If you are cutting ply wood from the big box stores, that IMO is most of the problem.  The veneer layer on regular plywood is not as well pressed as it should be.

If you are cutting baltic birch plywood, as most of us do, that is a different story.  Is the wood jumping as you cut. apply a little more downward pressure on the wood if so.  

What machine, what blade?

Posted
27 minutes ago, JimErn said:

If you are cutting ply wood from the big box stores, that IMO is most of the problem.  The veneer layer on regular plywood is not as well pressed as it should be.

If you are cutting baltic birch plywood, as most of us do, that is a different story.  Is the wood jumping as you cut. apply a little more downward pressure on the wood if so.  

What machine, what blade?

Yep it was Lowes hardware 3/16 plywood. 

Posted
1 hour ago, JustSomeOldDude said:

Yep it was Lowes hardware 3/16 plywood. 

Yah, this was my biggest mistake when I started.

I figured: It's convenient and cheap so what the heck.

Problem was, like you, as I cut the veneer would break off and I would be left with a crappy looking cut 😞

There are a few threads here as well as the Resources link at the top where you can get decent Baltic Birch plywood at reasonable prices.

Do yourself a favor and go that route. Otherwise, like me you'll be kicking yourself thinking you're no good at this.

It makes a world of difference when you use decent wood.

  • 2 weeks later...
Posted

I second the comments not to use the cheap plywood availble at Lowes or Home Depot. 

I have two additional suggestions:

1. I do use the Baltic Birch Plywood that is available in 1/8 and 1/4 thick x 12" x 24" panels.  However, I actully prefer to use Columbia Forest Products 5/32 or 1/4 in. X 1 ft. x 1 ft. 7 in.

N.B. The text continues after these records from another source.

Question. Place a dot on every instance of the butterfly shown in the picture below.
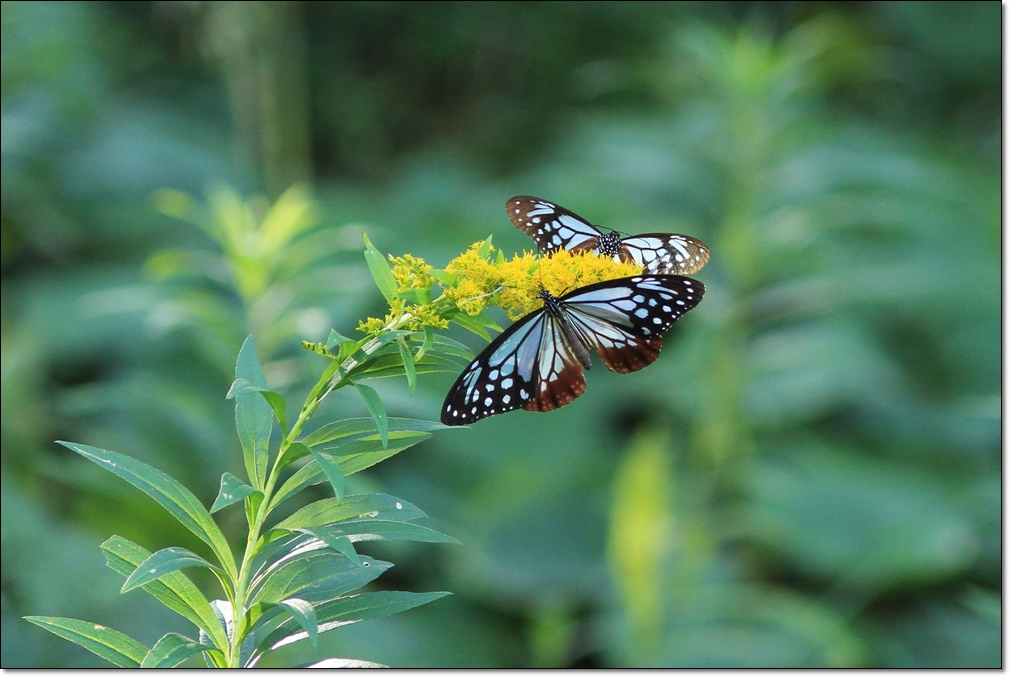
(554, 227)
(537, 363)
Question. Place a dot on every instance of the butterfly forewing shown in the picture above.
(553, 227)
(527, 366)
(666, 254)
(534, 365)
(624, 323)
(550, 225)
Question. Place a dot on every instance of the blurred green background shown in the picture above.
(809, 476)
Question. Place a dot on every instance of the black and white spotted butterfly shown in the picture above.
(554, 227)
(537, 363)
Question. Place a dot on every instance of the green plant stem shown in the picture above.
(312, 402)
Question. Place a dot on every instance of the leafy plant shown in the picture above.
(294, 579)
(298, 576)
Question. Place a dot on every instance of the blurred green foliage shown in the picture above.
(810, 476)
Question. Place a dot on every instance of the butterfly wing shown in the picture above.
(550, 225)
(530, 365)
(624, 319)
(665, 253)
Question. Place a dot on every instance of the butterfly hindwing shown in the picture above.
(553, 227)
(537, 363)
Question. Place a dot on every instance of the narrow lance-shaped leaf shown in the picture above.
(329, 468)
(304, 615)
(377, 409)
(253, 415)
(116, 648)
(329, 510)
(165, 562)
(339, 543)
(356, 427)
(350, 609)
(232, 490)
(172, 650)
(174, 590)
(242, 387)
(408, 366)
(173, 496)
(381, 272)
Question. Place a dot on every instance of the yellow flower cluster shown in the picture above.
(515, 284)
(477, 279)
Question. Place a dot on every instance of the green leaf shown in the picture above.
(173, 496)
(340, 544)
(113, 646)
(290, 215)
(392, 366)
(381, 272)
(316, 575)
(276, 402)
(172, 650)
(328, 467)
(365, 506)
(381, 529)
(232, 490)
(350, 609)
(408, 366)
(337, 339)
(357, 456)
(174, 590)
(418, 295)
(164, 562)
(253, 415)
(377, 409)
(304, 615)
(361, 426)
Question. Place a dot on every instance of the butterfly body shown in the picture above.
(553, 227)
(537, 363)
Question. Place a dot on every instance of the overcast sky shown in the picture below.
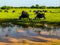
(29, 2)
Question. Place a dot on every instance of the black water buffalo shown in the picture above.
(24, 15)
(13, 11)
(6, 11)
(40, 15)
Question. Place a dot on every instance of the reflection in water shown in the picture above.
(16, 31)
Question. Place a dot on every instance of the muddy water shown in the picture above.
(15, 31)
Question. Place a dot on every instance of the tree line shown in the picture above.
(33, 6)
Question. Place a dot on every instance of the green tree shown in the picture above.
(32, 6)
(37, 6)
(5, 7)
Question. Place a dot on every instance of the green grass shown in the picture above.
(52, 17)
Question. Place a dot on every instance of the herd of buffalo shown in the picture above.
(38, 14)
(25, 14)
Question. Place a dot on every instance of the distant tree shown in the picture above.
(37, 6)
(5, 7)
(32, 6)
(43, 7)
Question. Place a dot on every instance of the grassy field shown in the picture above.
(53, 16)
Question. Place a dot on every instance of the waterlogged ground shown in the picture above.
(18, 35)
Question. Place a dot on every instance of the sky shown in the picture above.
(18, 3)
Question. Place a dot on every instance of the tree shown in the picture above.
(32, 6)
(43, 7)
(5, 7)
(37, 6)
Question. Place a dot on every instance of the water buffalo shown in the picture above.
(40, 15)
(6, 11)
(13, 11)
(24, 15)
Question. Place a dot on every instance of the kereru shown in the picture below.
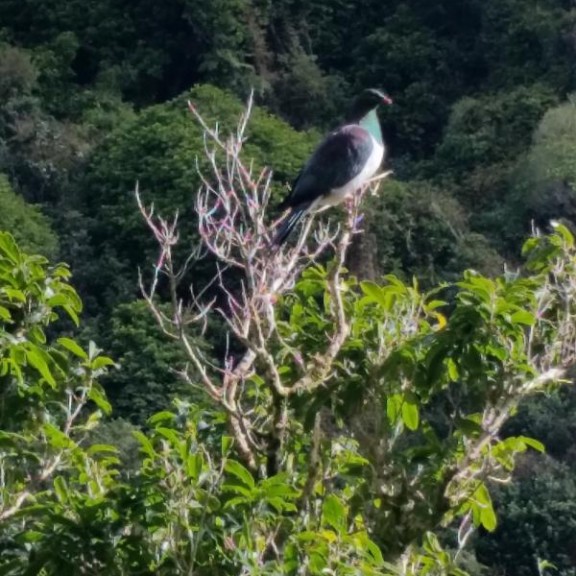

PureBond Plywood Project Panel (10-pack) that I get delivered directly to my home from Home Depot  It is  available in Maple, Oak, Cherry, Mahogany and Wallnut.  I use mostly the Maple and Waldnut.  Cost is In the $30 per box range depending on the wood.  At about $3 / panel it is a lot less exspensive than solid wood panels and cuts quite nicely and finishes well.     

2. Use a self stick repositional shelving liner (I get the 12 inch wide clear kind from Walmart for about $6 a roll)  applied to the wood under your pattern.  I sand my panel well with 600 grit paper on my random access palm sander before applying the shelving liner. then apply your pattern to the liner material with spray adhesive.  The use of the liner material helps minimize any tearout.  However, if you don't sand the panel before applying the liner material it can actually pull the surface up during removal after cutting.